Modern Electrical/Electronic Infrastructure for Commercial Trucks : Generic Input/Output nodes for sensors and actuators in Commercial Trucks

University essay from KTH/Radio Systems Laboratory (RS Lab)

Abstract: The presence of electrical and electronic circuits in commercial trucks has increased at a very fast rate during recent decades. With advancements in embedded systems and the introduction of electric controls in the automotive industry, the design of complex electric systems for the vehicles has become one of the major design challenges. In the commercial truck industry, the development cycles are almost a decade long. Therefore, it is a big challenge to introduce a new architecture to accommodate the modern automotive technologies in the upcoming generation of trucks. Currently, the commercial truck industry relies highly on a federated electrical/electronic (E/E) architecture. In this architecture, Electronic Control Units (ECU) are responsible for computation and Input/Output operations. These ECUs are clustered into different domains based on their respective functions. However, these domains are not isolated from each other. These modules communicate with each other using a vehicular network, which is typically a controller area network in the current trucks.
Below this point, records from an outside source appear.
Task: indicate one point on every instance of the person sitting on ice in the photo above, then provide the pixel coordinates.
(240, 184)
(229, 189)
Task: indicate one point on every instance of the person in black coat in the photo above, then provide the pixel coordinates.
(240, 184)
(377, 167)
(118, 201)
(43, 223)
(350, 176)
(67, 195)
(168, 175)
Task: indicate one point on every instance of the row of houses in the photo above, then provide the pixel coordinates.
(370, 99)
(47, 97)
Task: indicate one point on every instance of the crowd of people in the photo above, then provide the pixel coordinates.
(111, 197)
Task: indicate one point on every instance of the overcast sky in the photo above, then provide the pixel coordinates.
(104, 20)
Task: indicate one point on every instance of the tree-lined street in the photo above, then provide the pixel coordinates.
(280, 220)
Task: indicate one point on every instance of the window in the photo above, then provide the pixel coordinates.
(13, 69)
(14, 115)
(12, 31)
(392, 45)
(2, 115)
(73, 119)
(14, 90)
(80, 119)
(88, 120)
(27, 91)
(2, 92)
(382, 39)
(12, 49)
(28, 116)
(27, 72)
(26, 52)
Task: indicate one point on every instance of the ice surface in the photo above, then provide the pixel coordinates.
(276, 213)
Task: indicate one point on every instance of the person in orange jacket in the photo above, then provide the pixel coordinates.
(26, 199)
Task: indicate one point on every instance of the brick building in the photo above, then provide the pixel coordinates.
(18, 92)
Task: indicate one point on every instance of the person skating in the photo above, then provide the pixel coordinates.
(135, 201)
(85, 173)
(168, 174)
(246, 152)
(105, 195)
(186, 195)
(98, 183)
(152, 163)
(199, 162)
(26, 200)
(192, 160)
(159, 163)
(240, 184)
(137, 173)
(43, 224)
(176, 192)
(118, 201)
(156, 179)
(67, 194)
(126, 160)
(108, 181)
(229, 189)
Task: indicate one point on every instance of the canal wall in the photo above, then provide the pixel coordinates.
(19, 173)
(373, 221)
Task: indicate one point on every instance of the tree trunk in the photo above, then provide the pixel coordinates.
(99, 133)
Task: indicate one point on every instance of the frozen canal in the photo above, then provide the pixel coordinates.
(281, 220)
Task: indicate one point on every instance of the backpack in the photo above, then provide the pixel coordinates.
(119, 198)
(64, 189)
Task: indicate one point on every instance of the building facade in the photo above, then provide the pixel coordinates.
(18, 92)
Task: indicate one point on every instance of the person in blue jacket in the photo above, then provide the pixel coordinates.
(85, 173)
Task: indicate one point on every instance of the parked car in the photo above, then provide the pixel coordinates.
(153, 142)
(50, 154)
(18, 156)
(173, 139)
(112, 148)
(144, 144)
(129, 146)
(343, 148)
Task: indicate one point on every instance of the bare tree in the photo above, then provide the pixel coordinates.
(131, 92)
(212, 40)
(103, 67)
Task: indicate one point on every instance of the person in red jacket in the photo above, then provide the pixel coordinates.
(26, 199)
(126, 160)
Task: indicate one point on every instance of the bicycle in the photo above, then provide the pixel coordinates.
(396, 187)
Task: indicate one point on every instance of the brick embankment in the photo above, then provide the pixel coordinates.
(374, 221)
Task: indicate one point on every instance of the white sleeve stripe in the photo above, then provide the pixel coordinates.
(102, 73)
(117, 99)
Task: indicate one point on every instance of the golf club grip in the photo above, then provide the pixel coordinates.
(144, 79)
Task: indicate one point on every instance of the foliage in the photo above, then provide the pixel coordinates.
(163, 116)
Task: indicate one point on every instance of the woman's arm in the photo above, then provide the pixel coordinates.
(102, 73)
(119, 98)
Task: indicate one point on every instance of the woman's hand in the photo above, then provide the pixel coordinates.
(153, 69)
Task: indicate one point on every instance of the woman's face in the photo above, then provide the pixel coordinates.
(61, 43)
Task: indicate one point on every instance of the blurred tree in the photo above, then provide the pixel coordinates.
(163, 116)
In the automotive industry, automation is increasing at a fast pace. As the level of automation increases, the need for high computation also increases, which increases the overall costs. This study aims to address this problem by introducing an integrated E/E architecture where all the computational power is concentrated at one place (or perhaps two or three places to allow for redundancy). This study proposes to introduce a lowcost replacement for the current ECUs with more limited computational power but with generic input/output interfaces. This thesis provides the reader with some background of the current E/E architecture of commercial trucks and introduces the reader to ECUs. Additionally, the relevant network architectures and protocols are explained. A potential solution, based upon the centralized computation based E/E architecture and its implementation are discussed followed by a detailed analysis of the replacements for ECUs. The result of this analysis, if adopted, should result in a reduction of manufacturing and design costs, as well as make the production and maintenance process easier. Moreover, this should also have environmental benefits by reducing fuel consumption.